Her seventh-place finish at the 2013 World Championships will be nullified.

Former U.S. prep star Mary Cain, now 27, has changed allegiances and is now affiliated with Ireland for international competitions.

Born in Bronxville, New York, she competed for the U.S. at the 2012 World Juniors, finishing sixth in the women’s 1,500 m, then was ninth at the 2013 World Championships in Moscow and was World Junior Champion at 3,000 m in 2013.

Her last results on the track were in 2020, and she has been trying out the triathlon. But World Athletics confirmed that her change-of-nation was valid from 16 February.

The Tokyo Marathon, the first of the World Marathon Majors races in 2024, will award medals to the top men and women runners and wheelchair racers made of pure gold, pure silver and pure bronze.

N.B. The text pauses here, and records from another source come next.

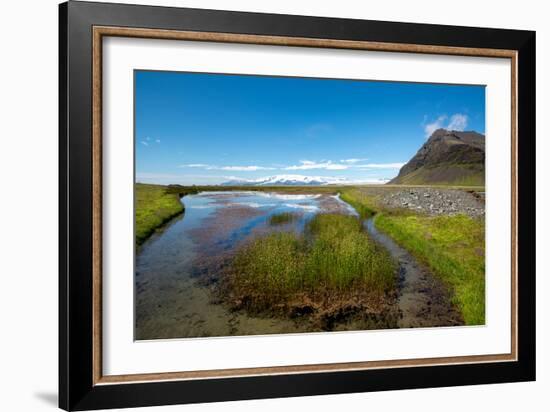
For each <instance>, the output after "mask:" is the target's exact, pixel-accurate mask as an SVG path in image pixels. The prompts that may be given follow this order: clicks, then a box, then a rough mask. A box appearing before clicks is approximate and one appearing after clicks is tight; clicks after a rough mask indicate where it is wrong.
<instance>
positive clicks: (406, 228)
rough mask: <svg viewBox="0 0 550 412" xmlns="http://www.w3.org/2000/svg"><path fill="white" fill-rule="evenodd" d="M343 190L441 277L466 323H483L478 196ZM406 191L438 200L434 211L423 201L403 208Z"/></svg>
mask: <svg viewBox="0 0 550 412" xmlns="http://www.w3.org/2000/svg"><path fill="white" fill-rule="evenodd" d="M426 193H429V194H430V195H429V196H425V194H426ZM345 194H346V196H342V198H343V199H351V200H352V202H353V203H356V204H359V205H362V207H364V208H368V209H369V210H371V211H373V212H374V213H375V214H376V217H375V224H376V227H377V228H378V229H379V230H381V231H382V232H384V233H385V234H387V235H388V236H390V237H391V238H392V239H393V240H394V241H396V242H397V243H398V244H399V245H400V246H402V247H403V248H404V249H405V250H407V251H408V252H409V253H410V254H412V255H413V256H414V257H415V258H416V259H418V261H419V262H420V263H422V264H424V265H426V266H427V267H428V269H429V270H430V271H431V272H432V273H433V274H434V275H435V276H437V278H438V279H440V280H441V281H443V282H444V284H445V285H446V286H447V287H448V288H449V289H450V291H451V302H452V303H453V304H454V305H455V306H456V307H457V308H458V309H459V310H460V313H461V314H462V316H463V318H464V322H465V324H466V325H483V324H485V219H484V209H485V208H484V204H483V201H482V200H481V199H480V198H479V197H477V196H475V195H474V194H472V193H470V192H466V191H463V190H461V191H458V190H451V189H447V190H445V189H433V188H415V189H412V190H411V188H395V187H394V188H352V189H349V190H348V191H347V192H345ZM412 196H414V198H417V199H415V200H416V201H417V202H418V203H419V204H420V203H421V202H423V203H422V204H423V205H426V204H427V205H429V204H430V203H428V202H430V201H432V202H433V200H430V198H431V197H432V196H435V197H438V198H439V196H441V198H442V199H444V200H443V201H442V202H441V206H439V207H438V210H437V211H436V212H435V211H433V210H431V209H433V208H430V207H429V206H427V207H426V206H422V207H420V208H419V207H418V206H415V207H413V208H408V207H407V206H408V204H407V205H404V204H403V203H404V202H407V203H408V201H407V200H402V199H409V198H410V197H412ZM419 199H422V200H421V201H420V202H419V201H418V200H419ZM447 199H453V200H452V201H451V200H447ZM353 203H352V204H353ZM432 204H433V203H432ZM440 209H441V211H440ZM442 213H445V214H444V215H442Z"/></svg>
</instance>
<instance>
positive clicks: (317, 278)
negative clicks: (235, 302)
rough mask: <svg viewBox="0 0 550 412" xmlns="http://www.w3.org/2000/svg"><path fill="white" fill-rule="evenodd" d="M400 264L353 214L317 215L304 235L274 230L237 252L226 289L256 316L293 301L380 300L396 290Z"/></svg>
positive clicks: (254, 239) (277, 307)
mask: <svg viewBox="0 0 550 412" xmlns="http://www.w3.org/2000/svg"><path fill="white" fill-rule="evenodd" d="M395 283H396V265H395V262H394V261H393V260H392V259H391V257H390V256H389V254H388V253H387V252H386V251H385V250H384V249H382V248H380V247H379V246H378V245H377V244H376V243H374V242H373V241H371V240H370V239H369V237H368V235H367V234H366V233H365V232H363V231H362V229H361V222H360V220H359V219H358V218H356V217H353V216H345V215H338V214H319V215H316V216H315V217H314V218H313V219H312V220H311V221H310V222H309V223H308V224H307V226H306V230H305V233H304V234H303V235H297V234H295V233H291V232H275V233H271V234H268V235H266V236H263V237H260V238H257V239H254V240H252V241H251V242H249V243H248V244H246V245H245V246H243V247H242V248H241V249H240V250H238V251H237V253H236V255H235V257H234V259H233V262H232V264H231V267H230V270H229V272H228V275H227V276H226V282H225V284H224V288H227V290H226V293H228V294H229V295H230V296H231V299H232V300H234V301H238V302H241V303H242V305H243V306H245V307H246V308H247V309H248V310H251V311H253V312H260V311H266V310H267V311H272V310H273V309H274V308H280V309H281V310H283V311H285V310H286V311H288V310H289V309H290V308H291V306H292V305H293V303H294V302H296V301H300V302H304V301H307V302H311V303H312V306H319V307H322V306H326V305H328V304H334V303H335V302H338V301H340V302H342V303H343V302H345V301H349V300H350V299H352V298H353V297H354V296H358V295H361V296H368V297H371V298H378V299H381V298H383V297H384V295H385V294H386V293H388V292H390V291H392V290H393V289H394V288H395V286H396V284H395Z"/></svg>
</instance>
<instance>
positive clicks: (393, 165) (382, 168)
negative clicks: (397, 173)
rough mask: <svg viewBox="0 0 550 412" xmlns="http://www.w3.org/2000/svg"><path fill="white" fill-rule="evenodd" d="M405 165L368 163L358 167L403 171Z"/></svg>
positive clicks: (360, 167)
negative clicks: (403, 167)
mask: <svg viewBox="0 0 550 412" xmlns="http://www.w3.org/2000/svg"><path fill="white" fill-rule="evenodd" d="M404 164H405V163H399V162H397V163H366V164H361V165H356V166H355V167H357V168H359V169H401V168H402V167H403V165H404Z"/></svg>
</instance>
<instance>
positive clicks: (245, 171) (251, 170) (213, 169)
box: [178, 163, 275, 172]
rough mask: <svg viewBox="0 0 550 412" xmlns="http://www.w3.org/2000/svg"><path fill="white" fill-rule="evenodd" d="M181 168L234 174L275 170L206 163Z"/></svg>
mask: <svg viewBox="0 0 550 412" xmlns="http://www.w3.org/2000/svg"><path fill="white" fill-rule="evenodd" d="M178 167H180V168H187V167H192V168H200V169H205V170H229V171H234V172H255V171H256V170H275V168H274V167H263V166H255V165H252V166H216V165H209V164H205V163H189V164H183V165H179V166H178Z"/></svg>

The medals are provided by Tokyo-based Tanaka Precious Metals Group (part of Tanaka Holdings), and measure 65 mm in diameter (2.56 inches) and are 2.8 mm thick (0.1 inches), and weigh 180 g (6.35 oz. of gold), 100 g (3.53 oz. silver) and 85 g (3.00 oz. bronze).

Depending on where you shop, the 180 g gold medal has a metal value of about $11,700 and the 100 g silver medal, about $73.

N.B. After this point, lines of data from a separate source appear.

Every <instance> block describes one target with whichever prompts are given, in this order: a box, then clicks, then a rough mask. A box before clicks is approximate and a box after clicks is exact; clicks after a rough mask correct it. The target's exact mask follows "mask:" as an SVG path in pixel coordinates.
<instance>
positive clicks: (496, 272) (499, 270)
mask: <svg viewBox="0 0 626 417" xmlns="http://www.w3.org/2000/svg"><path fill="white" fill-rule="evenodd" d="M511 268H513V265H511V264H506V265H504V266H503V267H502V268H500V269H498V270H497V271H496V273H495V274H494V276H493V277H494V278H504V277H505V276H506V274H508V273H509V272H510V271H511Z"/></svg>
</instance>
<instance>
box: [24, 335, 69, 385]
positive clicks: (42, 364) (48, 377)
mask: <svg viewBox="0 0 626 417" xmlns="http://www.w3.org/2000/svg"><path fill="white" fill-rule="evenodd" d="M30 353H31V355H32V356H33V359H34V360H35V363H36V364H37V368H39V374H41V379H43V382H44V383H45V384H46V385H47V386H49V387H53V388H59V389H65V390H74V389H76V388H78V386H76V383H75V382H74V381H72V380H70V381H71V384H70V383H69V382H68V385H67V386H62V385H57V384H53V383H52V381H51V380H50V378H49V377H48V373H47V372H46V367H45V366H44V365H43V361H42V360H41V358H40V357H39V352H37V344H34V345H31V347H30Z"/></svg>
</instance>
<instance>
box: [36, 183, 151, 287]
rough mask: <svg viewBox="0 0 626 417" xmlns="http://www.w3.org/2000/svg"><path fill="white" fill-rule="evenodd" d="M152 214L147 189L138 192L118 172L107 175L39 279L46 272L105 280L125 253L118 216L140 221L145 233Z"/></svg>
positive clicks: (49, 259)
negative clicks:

The Tanaka Precious Metals Group has produced the medals for every edition of the Tokyo Marathon, which debuted in 2007.

● Biathlon ● The International Biathlon Union confirmed that the just-completed World Championships in Nove Mesto (CZE) set an all-time attendance record of more than 210,000 across nine sessions and that live television audiences – primarily in Europe – ranged as high as 10 million.

In Norway and Sweden, two of the powerhouse nations in the sport, viewing of the IBU Worlds reached an 80% share – that’s the percentage of televisions that are on – during the last weekend. That’s impressive.

● Speed Skating ● American teen superstar Jordan Stolz completed an unprecedented “triple-triple” at the ISU World Single Distance Championships in Calgary (CAN), winning the 500-1,000-1,500 m titles for the second straight year. But he was calm about it:

“The feeling last year was a bit more surreal, because it was the first medals in the World Championships ever, but this is also kind of crazy, that I did it again. I feel like winning twice is way more impressive. The chances of doubling again are pretty low, but I was able to manage.”

He’ll compete at the ISU World Allround Championships in Germany in March, but his likely biggest rival, Dutch triple-Olympic champ Kjeld Nuis, 34, is conceding nothing. Asked if he could compete with the 19-year-old Stolz:

“How not? No problem. I suffered from the flu before the Dutch trials and I won races in the World Cups and at the European Championships (1,000 m) while I was still recovering. I’m not gone just yet.”

Stolz agrees:

“I think they can get close, so I just keep training as hard as I can. You never know how they could jump up right next to me.”

● Weightlifting ● A final “win” for the U.S., competing as guests at the European Championships in Sofia (BUL) due to safety concerns at the Pan American Championships now starting in Venezuela.

Mary Theisen-Lappen had the second-highest total in the women’s +87 kg Snatch round at 116 kg, then was easily the winner of the Clean & Jerk at 155 kg for a 271 kg total that was the best among all competitors. The formal gold medalist was Britain’s Emily Campbell with a 263 kg total.

Caine Wilkes, a U.S. guest in the men’s +109 kg division, lifted 176 + 214 for a 390 kg total that would have placed him in a tie for fifth overall.

● Wrestling ● Eight of the 10 classes in men’s Greco-Roman were concluded on the first day of the Pan American Championships in Acapulco (MEX), with the U.S. collecting seven medals in all.

The U.S. was the only country to win two classes, as Hayden Tuma defected Hector Sanchez (MEX) by 4-0 at 63 kg, and Alex Sancho won the 67 kg division with a 3-1 victory over Andreas Montano (ECU).

Three Americans won three silver medals, with Camden Russell finishing in the 55 kg round-robin with a 1-1 record; Randon Miranda lost in the 60 kg final to Raiber Rodriguez (VEN), 8-7, and Mahmoud Sebie was 1-1 in the 82 kg class to finish second.

The final two Greco classes are on Friday, with the men’s and women’s Freestyle divisions to follow.